Trichlor Tablets for Separate Water Feature

AJB1234

Gold Supporter
Dec 5, 2015
125
Newport Beach, CA
Hi TFP,

I have a water feature that is separate from my pool but has a Hayward pool VS pump and filter. The PH is extremely difficult to balance and I'm assuming it's because of the following reasons:

*Large size of the waterfall causing aeration
*Evaporation of water and autofill consistently adding high Ph water.

I was planning to go with the stenner/timer for muriatic acid option but was recently given the idea to use Trichlor tabs in the puck feeder as this will lower ph(my main concern). I initially went away from this idea due to the potential consistent increase in CYA but if no one is swimming in the pool and not much chlorine is needed to prevent algae (lots of movement of water and shady area), maybe this is a better/easier option. Also, if i am correct that the autofill is adding a lot of water then that would bring down the CYA level and perhaps prevent it from getting too high.

If the Trichlor puck option is best, then how do I accurately manage the CYA and Ph when I'm not able to measure the dosage using the pool calc (which I love for adding MA and other chemicals).

Thanks for your help!

AJB
 

ajw22

Gold Supporter
TFP Guide
Jul 21, 2013
10,564
Northern NJ
Your autofill will not lower your CYA unless water is drained. Evaporation does not lower CYA.

Eventually the CYA will get to a level where the pucks can’t provide enough FC to keep algae away. You will need to do an occasional drain to keep CYA under control if you use trichlor pucks.
 

AJB1234

Gold Supporter
Dec 5, 2015
125
Newport Beach, CA
Thank you for your response. I didn't know that evaporation doesnt lower cya but wouldn't the addition of new water that has no cya lower the water that has cya?
I'm not really concerned about chlorine as the movement of the water prevents algae but am more concerned about proper ph balance (to keep csi in check and reduce chances for calcium build up).

Thanks again.
 

mknauss

Mod Squad
TFP Expert
Bronze Supporter
May 3, 2014
22,405
Laughlin, NV
Movement of water does not prevent algae. Having the proper amount of FC for your CYA does.

CYA is a dissolved solid. It stays in the water in the vessel. You do not get rid of it through evaporation.
 

ajw22

Gold Supporter
TFP Guide
Jul 21, 2013
10,564
Northern NJ
Thank you for your response. I didn't know that evaporation doesnt lower cya but wouldn't the addition of new water that has no cya lower the water that has cya?
With evaporation the CYA gets more concentrated in the remaining water The CYA PPM would increase. The new water then dilutes the water back to the original PPM. No CYA was lost.
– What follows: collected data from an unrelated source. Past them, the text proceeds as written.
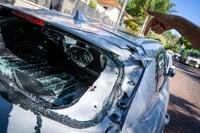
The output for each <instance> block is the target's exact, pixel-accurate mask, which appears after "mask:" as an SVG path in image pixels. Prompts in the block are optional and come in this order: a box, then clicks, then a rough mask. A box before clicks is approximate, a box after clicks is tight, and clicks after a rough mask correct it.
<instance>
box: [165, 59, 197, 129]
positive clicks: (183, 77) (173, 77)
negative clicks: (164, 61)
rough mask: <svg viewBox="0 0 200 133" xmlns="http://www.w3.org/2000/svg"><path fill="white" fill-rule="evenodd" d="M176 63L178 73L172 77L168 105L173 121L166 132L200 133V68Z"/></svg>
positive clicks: (170, 123)
mask: <svg viewBox="0 0 200 133" xmlns="http://www.w3.org/2000/svg"><path fill="white" fill-rule="evenodd" d="M174 64H175V66H176V75H175V76H174V77H173V78H170V92H171V95H170V101H169V106H168V113H169V114H170V117H171V121H170V123H169V125H167V127H166V129H165V133H200V69H195V68H192V67H190V66H186V65H184V64H181V63H179V62H176V61H175V62H174Z"/></svg>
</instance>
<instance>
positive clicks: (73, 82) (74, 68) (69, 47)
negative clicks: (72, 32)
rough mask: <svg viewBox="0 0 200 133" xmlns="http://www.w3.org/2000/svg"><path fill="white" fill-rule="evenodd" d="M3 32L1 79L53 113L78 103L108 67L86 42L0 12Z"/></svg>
mask: <svg viewBox="0 0 200 133" xmlns="http://www.w3.org/2000/svg"><path fill="white" fill-rule="evenodd" d="M0 32H1V33H0V39H1V44H0V77H2V75H4V76H7V77H8V78H9V79H10V80H11V81H13V82H14V83H16V84H17V86H18V87H19V88H21V89H23V90H25V91H26V92H27V93H28V94H29V93H30V94H31V95H34V96H36V97H39V98H40V99H42V100H44V101H45V102H48V103H50V108H53V109H58V108H65V107H68V106H71V105H73V104H74V103H76V102H77V101H78V100H79V99H80V97H81V96H82V95H83V94H84V93H85V92H86V91H87V89H88V87H89V86H91V85H92V84H93V82H94V81H95V80H97V79H98V77H99V76H100V74H101V72H102V71H103V70H104V68H105V65H106V58H105V56H104V55H103V54H102V53H101V52H100V51H98V50H97V49H96V48H95V47H92V46H91V44H88V43H87V42H85V41H84V40H81V39H79V38H76V37H74V36H72V35H70V34H67V33H63V32H62V31H59V30H58V29H53V28H52V27H45V26H44V27H42V26H39V25H37V24H33V23H30V22H29V21H27V20H23V19H22V18H20V17H17V16H14V15H13V14H12V12H10V11H7V10H6V9H1V12H0ZM0 80H1V78H0Z"/></svg>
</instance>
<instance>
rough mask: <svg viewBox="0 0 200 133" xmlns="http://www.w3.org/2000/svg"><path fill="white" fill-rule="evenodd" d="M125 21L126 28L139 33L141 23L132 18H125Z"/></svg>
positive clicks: (126, 28) (124, 21) (130, 30)
mask: <svg viewBox="0 0 200 133" xmlns="http://www.w3.org/2000/svg"><path fill="white" fill-rule="evenodd" d="M124 23H125V24H126V29H128V30H129V31H131V32H133V33H137V32H138V31H139V30H140V27H139V25H138V24H137V23H136V22H134V21H133V20H131V19H126V20H124Z"/></svg>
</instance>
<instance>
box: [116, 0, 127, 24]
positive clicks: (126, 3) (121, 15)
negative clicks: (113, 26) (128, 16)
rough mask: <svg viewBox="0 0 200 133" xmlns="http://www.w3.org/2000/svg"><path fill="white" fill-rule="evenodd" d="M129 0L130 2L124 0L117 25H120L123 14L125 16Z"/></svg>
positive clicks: (123, 1)
mask: <svg viewBox="0 0 200 133" xmlns="http://www.w3.org/2000/svg"><path fill="white" fill-rule="evenodd" d="M127 2H128V0H124V1H123V5H122V9H121V11H120V14H119V16H118V19H117V22H116V26H117V27H119V23H120V21H121V19H122V16H123V14H124V10H125V8H126V5H127Z"/></svg>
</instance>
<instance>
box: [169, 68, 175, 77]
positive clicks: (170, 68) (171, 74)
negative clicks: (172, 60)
mask: <svg viewBox="0 0 200 133" xmlns="http://www.w3.org/2000/svg"><path fill="white" fill-rule="evenodd" d="M175 74H176V70H175V69H174V68H171V67H170V68H169V70H168V72H167V75H168V76H170V77H174V75H175Z"/></svg>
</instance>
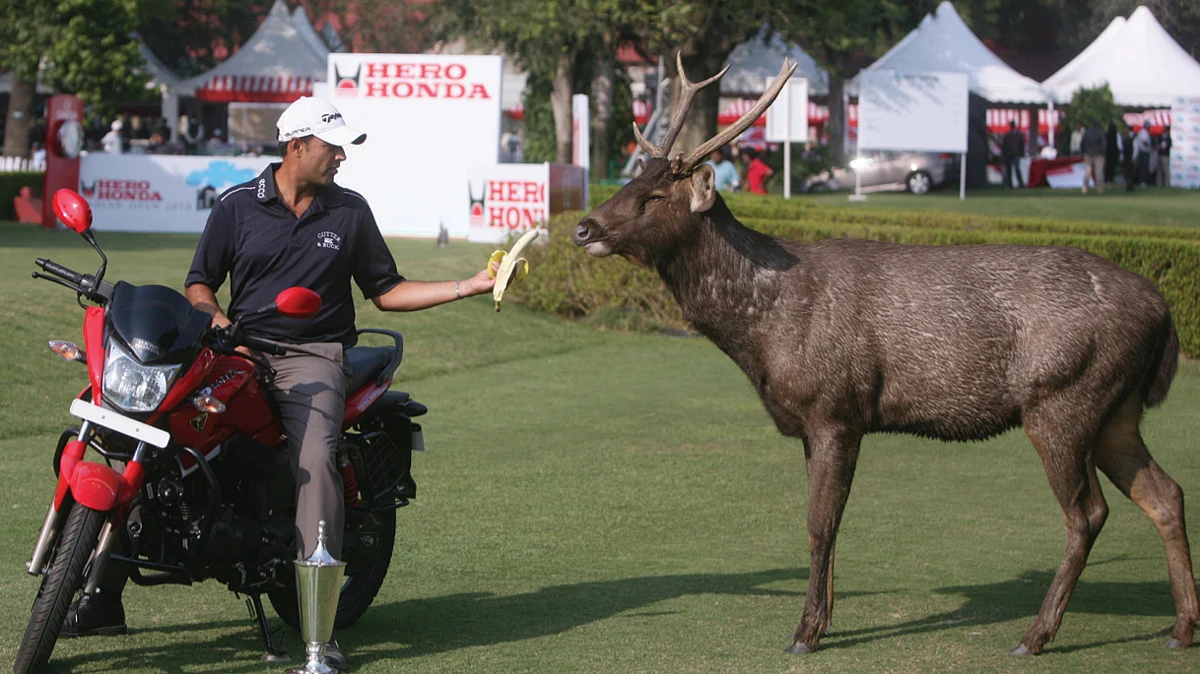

I'm not really concerned about chlorine as the movement of the water prevents algae
Movement of the water may prevent the algae that is in the water for sticking to surfaces. The algae will grow in the water, consume FC, and create CC. Given enough time you may end up with a green swamp.
 

AJB1234

Gold Supporter
Dec 5, 2015
125
Newport Beach, CA
Thank you. I think I am ok with cya getting too high because draining and diluting the water shouldn't be too difficult since it's a fountain and not a pool. My main question is how do I keep ph #s in the target range by using trichlor pucks. Seems easy with acid since I just plug in the #s in the pool calc and I know how much to add. It definitely would be nice to go with the puck option vs stenner/MA option. Thank you for all your help!
 

Oly

Gold Supporter
Jun 28, 2017
1,170
Fresno, CA
You can use pool math by estimating gallons in your fountain then using the "Effects of adding chemicals" to estimate how much each puck lowers pH given that volume of water. Another factor you will have to consider will be the rate at which the puck dissolves and this will vary with the water temperature. You should be able to get in the ball park then confirm by testing the pH and FC over time. You can also estimate the expected rise of CYA over time with this calculator.
 

AJB1234

Gold Supporter
Dec 5, 2015
125
Newport Beach, CA
This is very helpful, thank you. Using the "effects of adding" on the android phone app under trichlor it only shows weights (grams, kg, oz, lbs). Should I determine what each puck weighs and then use that as the amount to add to the calculator?
 

proavia

LifeTime Supporter
TFP Guide
Feb 6, 2015
1,616
Chandler AZ
Usually, a 3" Trichlor tab weighs 8oz. You'll need to determine the volume of your separate, non-attached water feature and plug that data into PoolMath to get an accurrate result of how each tab will affect pH, FC, CYA.